# Wife happened upon some cedar...now what?



## beelzerob (May 2, 2010)

My wife came across some freshly cut cedar. Unfortunately she didn't get the chance to cut it herself, or it might have been cut into better sized logs, but we won't look gift wood in the mouth. There's some pretty decent diameter pieces in there towards the bottom.

















I've not milled up any logs yet except some black locust, and that went spectacularly bad....so I'm looking for some confidence building measures here.

Do I need to paint the ends of these immediately? I know with oak, it begins checking about as soon as you cut it down. It's basically the difference between painting it tonight or tomorrow, that's all. If it can wait for tomorrow, then I'm happy to let it wait.

I've heard that air drying before kiln drying is a good plan to avoid warping (looks like I'll get to put Darren's kiln plans to the test after all, and not just for killing bugs). With winter almost here, does it matter if they air dry over winter outside (under a roof, but not sheltered otherwise)?

I was planning on using my chainsaw mill (haven't tried the thing at all yet) for the longer logs, and then for the shorter more manageable ones, I'd use my 12" Grizzly bandsaw.

Is there a thickness I should target for cedar? I know it's a soft wood, so is 1/2" about a minimum? Is 1" a good standard size out of these things? Is a 2" slab even useful for much?

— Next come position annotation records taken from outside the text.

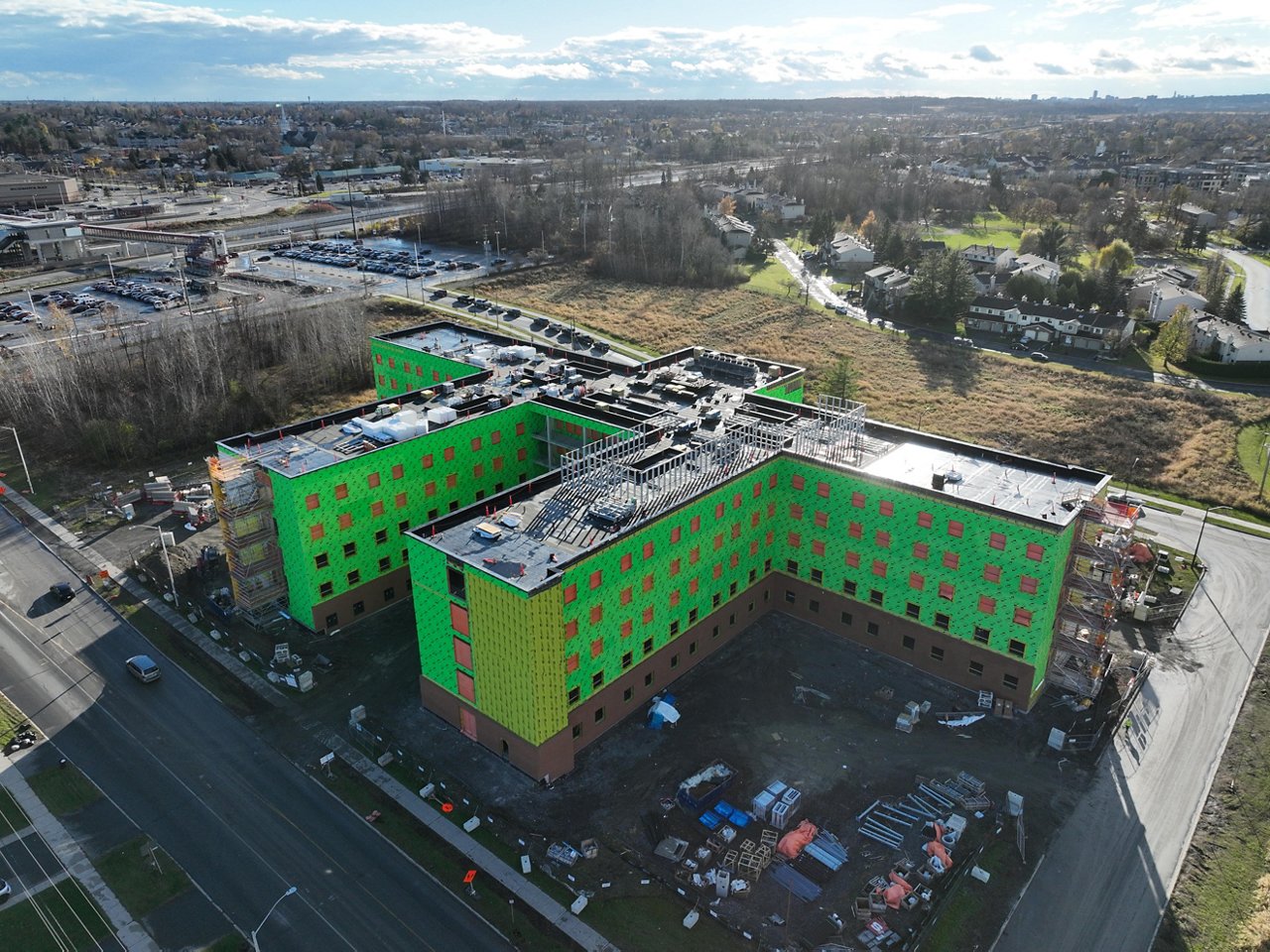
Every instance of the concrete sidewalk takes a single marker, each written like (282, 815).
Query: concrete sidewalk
(130, 932)
(525, 892)
(581, 934)
(98, 562)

Help is appreciated. I'm glad to get it, as we have basically no cedar onhand. I know I won't get to use it for months, but still. Maybe to line some boxes some day?

Garage sure smells good now.


----------



## EHCRain (Oct 24, 2010)

Many years ago my grandfather milled some cedar down to 1/4 to use as lining for closets. He air dried it in a barn for many years. Hope that helps a little.


----------



## rayking49 (Nov 6, 2011)

I've never used kiln dried cedar. All ive ever used was air dried. Never had a problem with it. The thinnest I've ever planed it was about 1/8 thickness. I love working with cedar. It is very "user friendly".


----------



## beelzerob (May 2, 2010)

I can make it thinner later for lining things (makes me sad I missed out on that drum sander last auction I went to), but what is a good target thickness for milling it from the logs?

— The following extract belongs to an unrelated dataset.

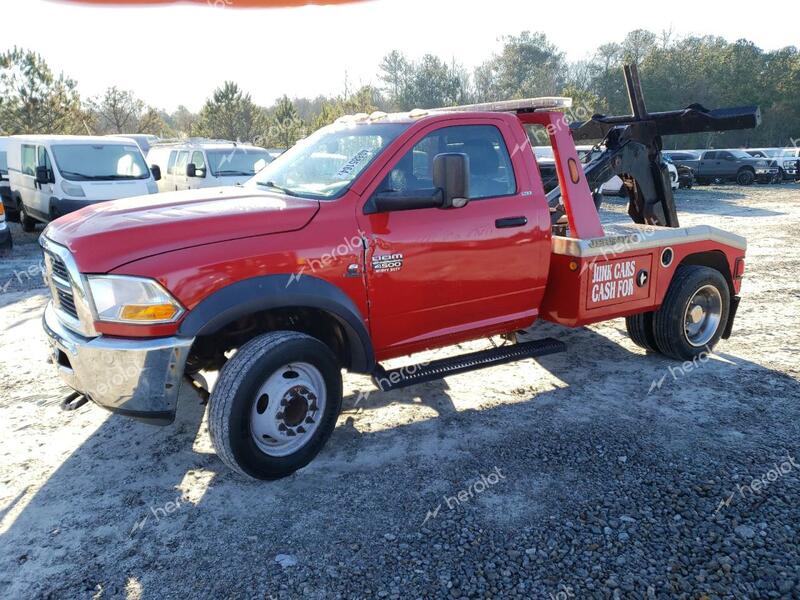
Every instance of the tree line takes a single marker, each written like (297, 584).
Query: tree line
(675, 72)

Should I just plan to air dry this stuff then? Is kiln dried cedar not a good idea?


----------



## rayking49 (Nov 6, 2011)

I'm not saying its a bad idea. I've just never done it, I've built projects soon after having it sawn into lumber. The thinnest I've ever had it sawn was 4/4. But that is because I was wanting 3/4 material for cedar chests, wall paneling, etc. I'm sure it could be sawn thinner, I've just never done it personally. Good luck and have fun experimenting. Cedar is a pretty stable wood IMO.


----------



## beelzerob (May 2, 2010)

Well, step 1 is complete...all of the pieces are a lovely shade of blue now. It's certainly the step in the process that all of my kids enjoy. They ended up almost as blue.


----------



## cuerodoc (Jan 27, 2012)

I think air drying is just fine. I've cut and used some cedar here and had no problems, great grain and takes a finish nicely. Made some frames and turned some bowls--wish all wood turned that easy. It does check some, sealing is good idea. I also used my chainsaw to get the pieces I wanted.


----------



## scsmith42 (Jan 24, 2011)

Typically the heartwood of eastern red cedar is rot and insect resistant, but the sapwood is not.

ERC is frequently air dried, and it dries very rapidly. 4/4 ERC will dry down to 15% in arouncd 45 days or so.

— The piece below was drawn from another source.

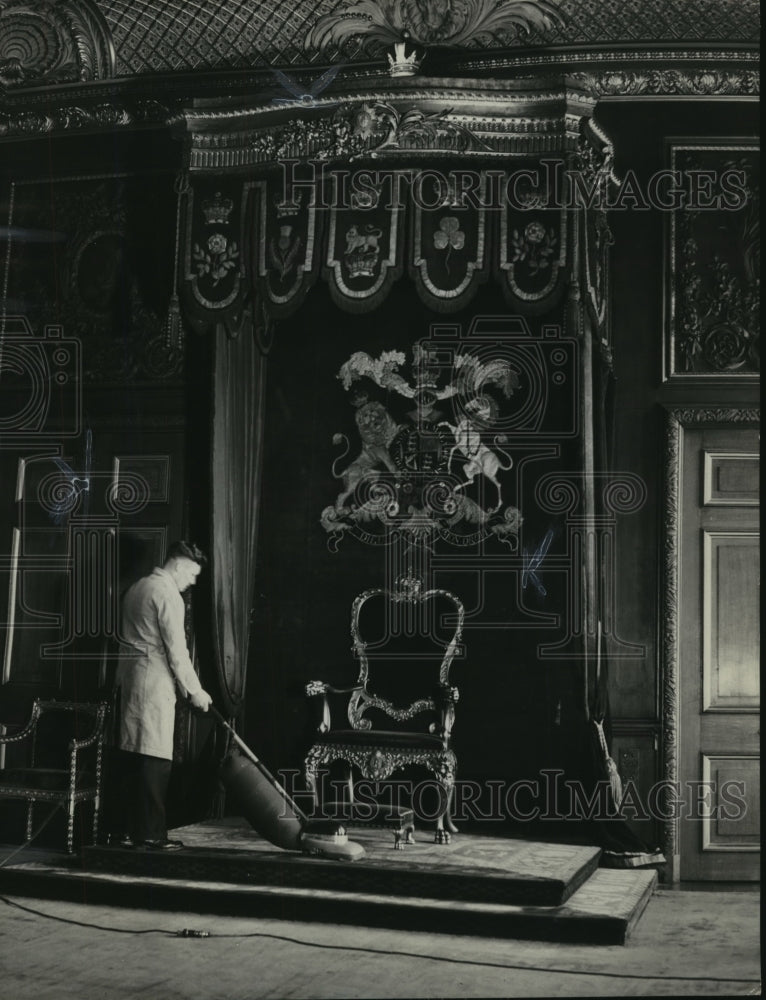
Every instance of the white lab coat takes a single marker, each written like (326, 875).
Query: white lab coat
(154, 664)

Typically it can be used for outdoor furniture (the heartwood portion), as well as cedar chests and lining closets.

For outdoor furniture, I would mill some at 4/4, 6/4, and 8/4. For indoor projects, 4/4 or 5/4 should suffice (and the 5/4 can be resawn into 1/2" thick boards).


----------



## ETWW (Mar 27, 2011)

If you are using the ERC outdoors, you can saw it one day and use it the next although it is always better to let it reach EMC first. If using indoors, air dry for 6 weeks and then bring it indoors for another couple of weeks before working.


----------



## beelzerob (May 2, 2010)

Unfortunatley, I don't think far enough ahead to know what I want to do with stuff. I just know it's darn pretty and smells so nice. :thumbsup:

I plan to cut the smaller pieces into cookies, I guess for a massive amount of drink coasters. Is there some good way to dry those so they don't crack? Normally I'd seal end grain, but a cookie is all end grain. Do I just cut them and let them sit?


----------



## rayking49 (Nov 6, 2011)

I've never cut them into cookies. I say try it and see.


----------



## dognobbler (Sep 18, 2012)

Cut them about 3/4 inch thick and sand well. If fairly dry will soak up minwax gloss varnish(the gray tin) but doesn't shine up as it should.


----------



## bikeshooter (Nov 5, 2010)

I have put quite a bit of erc through one of Darrens h/d style kilns. Easy to do and not much cupping, warping etc. I read somewhere on this site that kiln drying is a good idea in order to remove some natural oils as well as moisture. The reason to remove the oil is to reduce the level of discoloring if exposed to sunlight.

I suggest a dust mask when working erc. ERC dust irritates my sinus to the point of bleeding.


----------